In its statement, the interim Parliament, formed earlier this month, said Iraq should abide ″by the style of consultation, understanding and conducting dialogue ... before hastening to spread charges against Kuwait, or attempting to cast doubt on Kuwait’s national and humanitarian stands.″

The statement recalled that Kuwait had suffered at the hands of Iranian- backed terrorists for its support of Iraq in the Gulf War.

Later, Kuwait’s foreign minister, Sheik Sabah al-Ahmed, flew to Saudi Arabia, carrying a message for King Fahd. He also planned to visit other members of the six-nation Gulf Cooperation Council that groups Saudi Arabia, Kuwait, Qatar, Bahrain, Oman and the United Arab Emirates, the official Kuwait news agency reported.

Two other government ministers were dispatched to 12 other Arab League countries, including Egypt, Syria, Libya and Jordan, the news agency said.

It said Kuwait had begn a ″wide-scale campaign on the Arab level to explain its viewpoint on the Iraqi complaint against it.″

Gulf diplomatic sources, insisiting on anonymity, said Saudi Arabia was considering summoning the Gulf Cooperation Council to an emergency meeting over the issue.

The sources said King Fahd had conferred by telephone with Kuwait’s emir, Sheik Jaber al-Ahmed al-Sabah, late Wednesday. Fahd was expected to lead efforts to defuse tensions.

Overproduction has helped drive prices down from the OPEC benchmark of $18 a barrel to below $14 in recent weeks.

Kuwait’s quota is 1.5 million barrels a day, but it has been producing as much as 1.9 million barrels daily. The U.A.E. has produced up to 2.1 million barrels a day in recent months, more than double its daily quota of 1.09 million barrels.

Iraq, with oil reserves estimated at 110 billion barrels, wants to eventually double its own production capacity to 7 million barrels a day and push prices up to the $25 level.
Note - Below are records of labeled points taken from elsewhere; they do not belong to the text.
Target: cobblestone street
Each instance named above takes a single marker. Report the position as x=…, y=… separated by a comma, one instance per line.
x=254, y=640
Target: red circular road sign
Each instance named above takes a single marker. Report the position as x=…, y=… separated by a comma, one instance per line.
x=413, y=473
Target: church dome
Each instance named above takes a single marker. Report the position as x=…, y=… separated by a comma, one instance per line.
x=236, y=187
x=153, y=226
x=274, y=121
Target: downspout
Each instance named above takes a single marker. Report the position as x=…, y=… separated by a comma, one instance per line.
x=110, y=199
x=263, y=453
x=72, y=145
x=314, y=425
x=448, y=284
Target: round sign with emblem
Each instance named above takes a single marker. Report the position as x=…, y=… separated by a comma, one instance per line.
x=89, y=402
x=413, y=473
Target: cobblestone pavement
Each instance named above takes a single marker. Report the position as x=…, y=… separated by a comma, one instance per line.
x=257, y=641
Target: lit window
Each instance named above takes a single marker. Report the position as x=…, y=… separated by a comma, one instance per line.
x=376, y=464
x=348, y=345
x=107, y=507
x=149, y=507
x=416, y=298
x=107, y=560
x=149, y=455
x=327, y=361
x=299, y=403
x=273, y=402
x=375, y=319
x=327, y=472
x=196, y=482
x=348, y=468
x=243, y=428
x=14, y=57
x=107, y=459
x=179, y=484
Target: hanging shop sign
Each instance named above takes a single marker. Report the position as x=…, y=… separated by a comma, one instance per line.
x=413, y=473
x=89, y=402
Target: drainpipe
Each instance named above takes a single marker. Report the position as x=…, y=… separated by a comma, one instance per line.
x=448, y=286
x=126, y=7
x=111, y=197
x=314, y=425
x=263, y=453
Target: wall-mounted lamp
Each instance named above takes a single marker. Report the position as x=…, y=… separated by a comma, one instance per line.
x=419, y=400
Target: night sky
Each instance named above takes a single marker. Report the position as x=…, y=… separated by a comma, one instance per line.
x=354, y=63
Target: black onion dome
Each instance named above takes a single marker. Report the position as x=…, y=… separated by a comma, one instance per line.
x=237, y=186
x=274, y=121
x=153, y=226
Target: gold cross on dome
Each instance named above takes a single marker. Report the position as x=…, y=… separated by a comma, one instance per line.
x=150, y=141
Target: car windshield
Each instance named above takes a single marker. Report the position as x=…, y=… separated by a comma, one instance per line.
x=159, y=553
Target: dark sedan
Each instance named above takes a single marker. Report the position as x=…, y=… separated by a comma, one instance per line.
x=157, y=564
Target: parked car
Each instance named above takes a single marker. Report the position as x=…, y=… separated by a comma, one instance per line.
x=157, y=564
Saddam said Tuesday Iraq had lost $14 billion because of the price slump. Iraq’s foreign debt is estimated at $60 billion to $70 billion.

In recent months, Saddam has been stridently critical of the United States and its allies for what he perceives as a concerted campaign to curb his effort to build an arsenal of high-technology weapons, including long-range missiles.

He claimed in April that Iraq has binary chemical weapons and threatened to use them against Israel if it tried to attack Iraq.

Iraq and Kuwait have never agreed on the demarcation of their 80-mile border since Kuwait gained its independence from Britain in 1961. At the time, the Iraqi government of Gen. Abdul Karim Kassem refused to recognize Kuwait and the emirate called in British troops for protection.

Kassem was deposed in a February 1963 coup by the Baath Arab Socialist Party, which insisted Kuwait was part of Iraq.